Who better to know “what more could be done” and work to affect change? (Where are Kalman’s pro-active musings on how 13 Reasons Why’s protagonist, Clay, has the potential to meaningfully incentivize bystanders?)
Dissatisfaction with school-based liability for bullying is, I am sure, shared by many teachers and principals. But this frustration can be productively bent to fostering ideas and creating partnerships around alternative solutions. Showcase Plover’s ordinances so that other small communities might work out similar responses, work to pass laws that cap financial liability, volley for additional school and community support (which will be more cost effective than paying out multi-million dollar law suits to a handful of plaintiffs), and finally, build programming around neurological research that provides crucial insights into the developing adolescent brain: “Early maturation of certain brain regions responsive to reward (e.g. subcortical brain regions) and later maturation of brain regions involved in thoughtful, effortful control of behavior (e.g. prefrontal cortex) is thought to underlie enhanced adolescent reward seeking, exploration and risk-taking.” (Stephanie Burnett Heyes and Chii Fen Hiu)

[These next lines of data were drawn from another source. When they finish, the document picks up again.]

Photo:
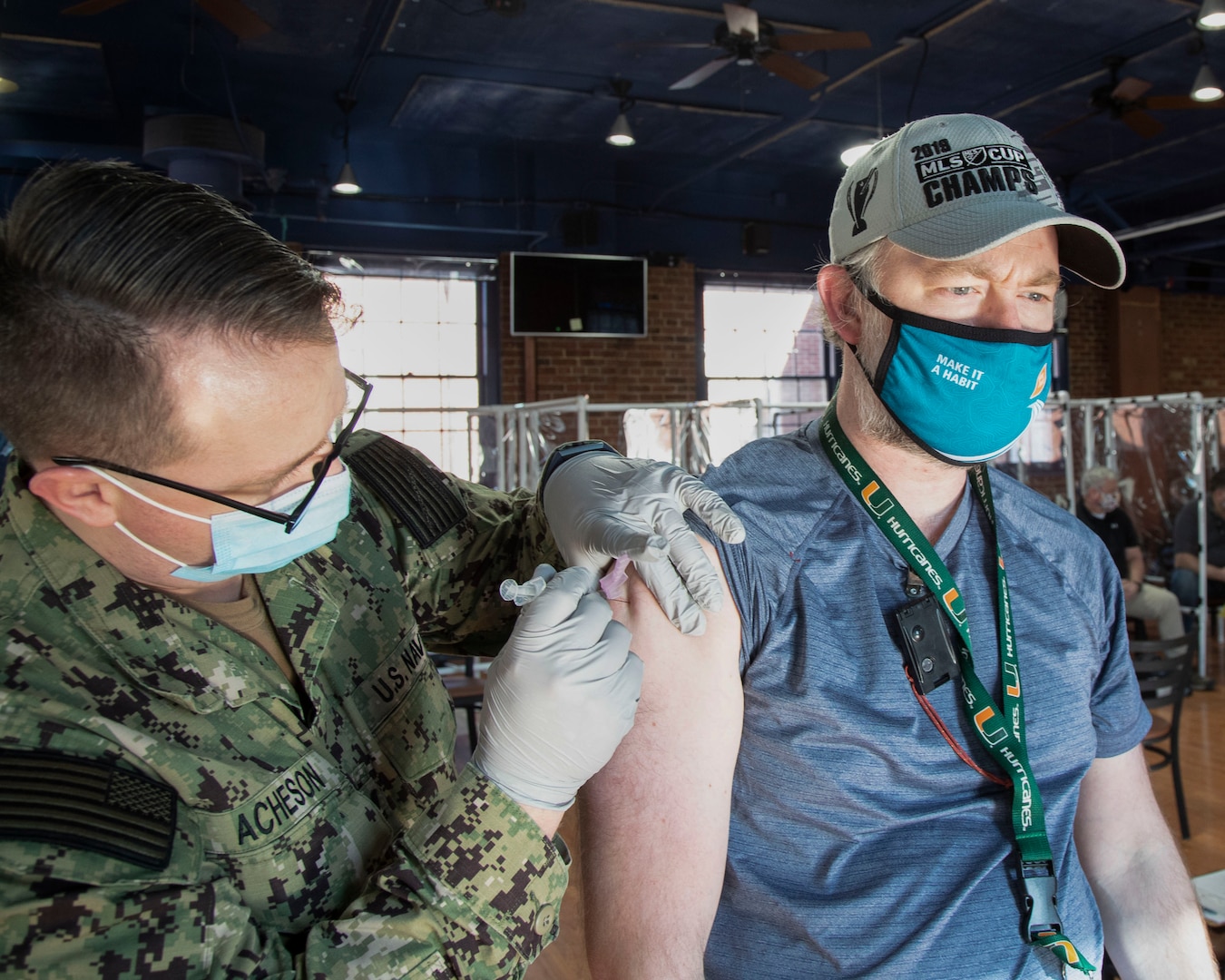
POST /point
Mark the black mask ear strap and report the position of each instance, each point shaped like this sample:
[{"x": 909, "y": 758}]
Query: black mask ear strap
[{"x": 876, "y": 377}]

Bureaucracy is cumbersome, especially in large, heterogeneous, litigious communities. Schools are ground zero for bullying, so locating anti-bullying policies within them makes sense. Difficulties in implementing new norms will inevitably emerge, and shifts will be made accordingly. Perhaps one of those shifts will away from the criminalization of bullying, and from school liability. Certainly there are problems with this formula, but data suggest that the problems are somewhat different than the ones driving season two of 13 Reasons Why.
Centner, Terence J. "America's Blame Culture: Pointing Fingers and Shunning Restitution."
Burnett, Stephanie and Heyes and Chii Fen Hiu, "The Adolescent Brain: Vulnerability and Opportunity."